The guardrails that make it safe
The safety boundary is approval per follow-up. The agent drafts and explains the reason for each nudge, then the batch waits in your inbox. Nothing is sent and no CRM record is updated until a person approves it.
The stage dwell document is the second boundary. It states which stages can age how long, which deals are off-limits, and when silence should trigger a stage-change recommendation instead of another email.
Set it up in Task Machine
The Stalled-deal nudger playbook installs the Deal Nudger agent, the recurring workflow, the stage dwell document, the stall-pattern log, the goal, the schedule, and the outreach skills. Setup takes a few minutes. You need a Task Machine workspace and permission to install playbooks (workspace owners have it).
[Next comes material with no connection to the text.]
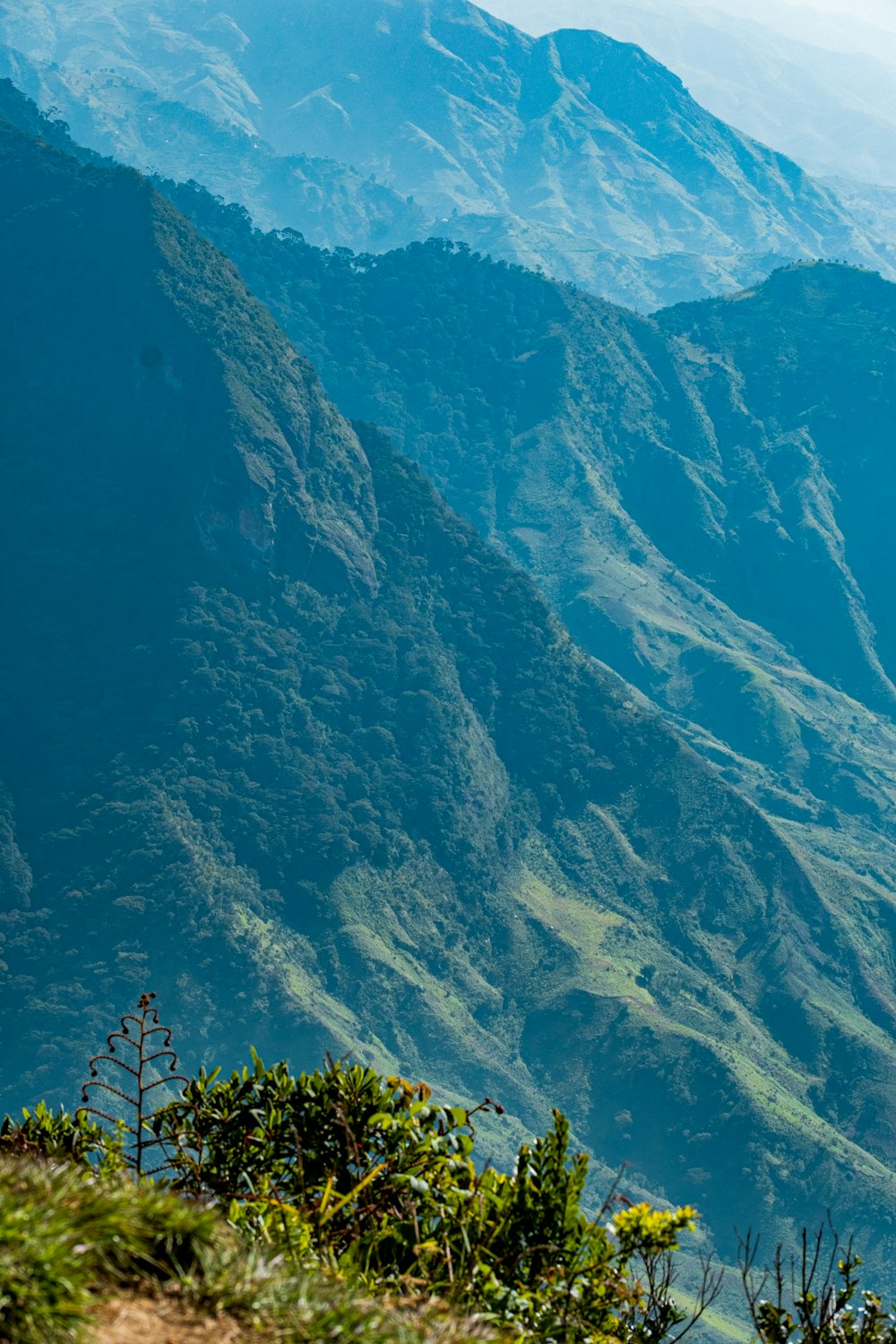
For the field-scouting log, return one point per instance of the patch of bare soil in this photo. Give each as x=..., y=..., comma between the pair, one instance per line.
x=156, y=1320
CRM access is useful but not required up front; until you authorize it, the agent works from attached deal and activity exports.
1. Find the playbook
Open Playbooks in your workspace and search for "stalled deal", or browse to the Sales category.
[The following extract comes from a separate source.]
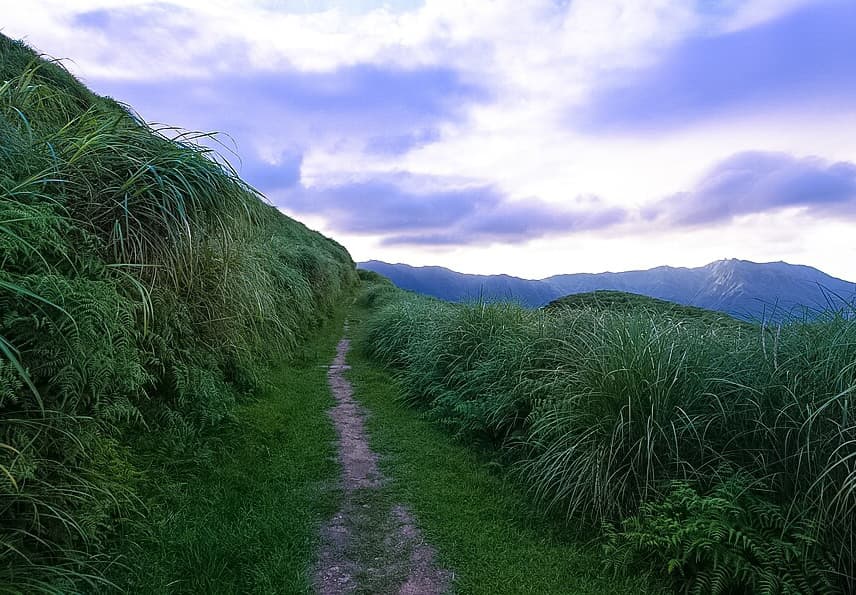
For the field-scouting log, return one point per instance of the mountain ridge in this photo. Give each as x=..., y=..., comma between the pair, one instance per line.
x=741, y=288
2. Preview what it installs
Choose Preview & install to review the agent, workflow, documents, skills, schedule, and CRM service choices before anything is created.

3. Pick your CRM
Click Start setup and pick the CRM the agent should read from: HubSpot or Attio. Pick at least one. Only selected services are installed.

4. Define dwell rules and voice
Fill in the stage dwell expectations, follow-up voice, and deals that should never be nudged. Use specific rules such as "proposal sent: seven days" and "no nudges for legal review".

5. Generate and review
Select Generate customized playbook. Review the generated agent, workflow, dwell document, stall log, schedule, and selected CRM service.

6. Install
Use Install customized playbook to create everything. Follow-ups arrive to authorize the CRM, edit dwell rules, and start the first scan. Each run drafts follow-ups and waits for approval before any message is sent.

What good looks like
- Every nudge has a reason. The draft references a real prior conversation, trigger, or decision point.
- Forecast noise falls. Deals that should close-lost or move stage stop sitting untouched.
- Patterns improve the process. The stall log shows which stages need clearer next steps or different dwell times.
Common questions
Does this send follow-ups automatically? No. Every follow-up waits for approval before sending.
What if a deal has no clear next step? The agent flags that as part of the nudge context. The draft asks one concrete question instead of pretending the next step is known.
Can it update the CRM after a send? Yes, after approval. The update is part of the approved workflow, not an autonomous change.
Should every quiet deal get nudged? No. Deals in legal review, procurement, active meetings, or named-owner accounts should be excluded.